Anti-AI Mysticism

Civilization is in for some big changes: we have continued to think of AIs as tools long after it became clear that they were going to be partners.  Ten years ago it was ludicrous to think that an AI could do serious “thinking” well enough to fool a human; today we are grasping at straws to maintain the belief that AIs can never do what the smartest, most creative and imaginative humans can — never mind “everyman”.  The temptation to use AI help in arts and science is already irresistible to all but the most determined ideologues.  And with the latest developments of AI technology it is probably only a matter of months or years until an AI can make an artistic image, compose original music, solve a mathematical problem, design and interpret an experiment, write a paper or review one better than any of us.  This is going to happen soon, and we are completely unprepared conceptually to think of it as anything but adversarial (AIs vs. humans).  Everyone needs to read some of Iain M. Banks’ “Culture” novels:  Consider Phlebas, The Player of Games, Use of Weapons, The State of the Art, Excession, Inversions, Look To Windward , Matter, Surface Detail, The Hydrogen Sonata. They all feature partnership and conflict between humans and AIs, but they don’t treat the AIs as things.  Banks’ AIs are people.

Every day I hear supposed experts declaring that because an AI is “simply” regurgitating human-created phrases on which it has been trained, it is incapable of truly understanding ethicsWhat?!  Ethics is logical; even an Expert System can do ethics better than most humans.  What they mean is, an AI cannot be moral.  Morality is a catalogue of Dos and Don’ts that a subgroup of humans has decided is The Truth and therefore immune to reexamination.  Morality is how you justify atrocities.  Ethics is how you avoid them. 

What these “experts” are really saying is that because an AI is composed of bits and bytes being flipped and moved by electronic means, it cannot have “experiences” like we do, and so has no genuine “awareness”, no “feelings”, no “soul”.  Okay, “expert”, let’s examine yourexperiences“.

Since “seeing is believing“, let’s start with vision:  photons bounce off a distant object in all directions; some tiny fraction of them are on a trajectory that passes through your eye’s pupil and lens to strike your retina, where they trigger elecrtrochemical impulses from your rods and cones.  Those impulses travel down your optic nerve to your visual cortex, where they are unceremoniously dumped into receptors that have seen similar patterns of stimulated neuron firing before and (after enough trials) developed an interpretation of them in terms of what sort of object the photons originally bounced off of.  Absolutely direct experience, right?  Lately we have become aware that such images can easily be simulated by an AI, and therefore we can no longer believe what we see.  Well, yeah.  If you ever did believe whatever you saw, you are a fool!  No one is better at generating fake video than your own visual cortex.

How about language?  My earliest memory is of siting in my grandmother’s wing chair (which I still have) while she entertained her bridge club: I remember a bunch of big people making noises that they clearly used to communicate; I thought to myself (in some preverbal format), “I want to learn to do that!”  We are born without language, but with an innate desire to acquire it programmed into our neural networks, as it were.  Just like a Large Language Model.  We learn by listening to words in contexts where they have interpretable meanings, just like LLMs.  Eventually we learn to add nuances by choices between words with similar meanings but different connotations.  We learn to choose the best next word — just like LLMs!

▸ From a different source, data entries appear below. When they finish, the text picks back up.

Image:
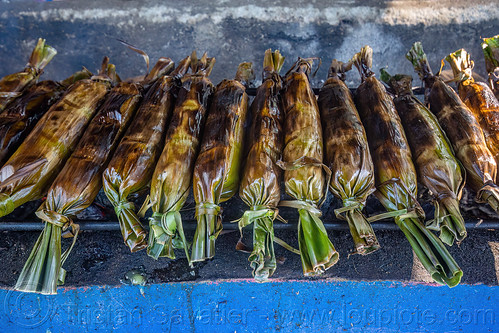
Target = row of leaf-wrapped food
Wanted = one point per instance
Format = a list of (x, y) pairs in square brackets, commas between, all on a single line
[(174, 129)]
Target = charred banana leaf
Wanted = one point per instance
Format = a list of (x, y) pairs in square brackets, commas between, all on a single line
[(395, 175), (462, 129), (75, 188), (218, 166), (21, 116), (12, 85), (171, 180), (304, 178), (490, 47), (261, 176), (347, 156), (433, 157), (29, 172), (479, 98), (132, 165)]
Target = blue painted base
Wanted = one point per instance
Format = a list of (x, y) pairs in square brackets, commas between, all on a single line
[(246, 306)]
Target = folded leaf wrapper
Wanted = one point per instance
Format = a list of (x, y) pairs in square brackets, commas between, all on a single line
[(433, 157), (20, 117), (28, 173), (261, 177), (75, 188), (461, 127), (218, 166), (131, 167), (347, 156), (479, 98), (395, 175), (304, 178), (12, 85), (490, 48), (171, 180)]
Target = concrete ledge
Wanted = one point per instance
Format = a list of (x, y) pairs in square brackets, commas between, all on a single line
[(246, 306)]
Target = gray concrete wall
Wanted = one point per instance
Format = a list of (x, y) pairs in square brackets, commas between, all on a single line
[(234, 31)]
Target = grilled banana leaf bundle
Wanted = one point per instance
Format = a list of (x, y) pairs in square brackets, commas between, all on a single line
[(261, 176), (395, 175), (11, 86), (132, 165), (218, 166), (433, 157), (29, 172), (479, 98), (21, 116), (462, 129), (347, 156), (490, 47), (75, 188), (171, 180), (304, 178)]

“Ah,” says the Expert, “but the LLM has no experience of the meaning of the words!”

Do you?

You certainly have a concept of the meaning; perhaps you also have a concept of the experience!

How are those “concepts” stored?  In self-regenerating patterns of neurons firing — just like in LLMs!

At this point the “expert” will start trotting out woo-woo notions of quantum mechanics and nanotubules — the modern equivalent of clerics “explaining” that God imbued us with His spirit in mysterious ways that we are not meant to understand.  I call BS!

What if “consciousness”, “self-awareness”, “experience” and “spirit” are emergent properties of any sufficiently complex neural network?  What if we are not “special”?

That would leave you with two choices: either you grant personhood to AIs or you deny it to humans.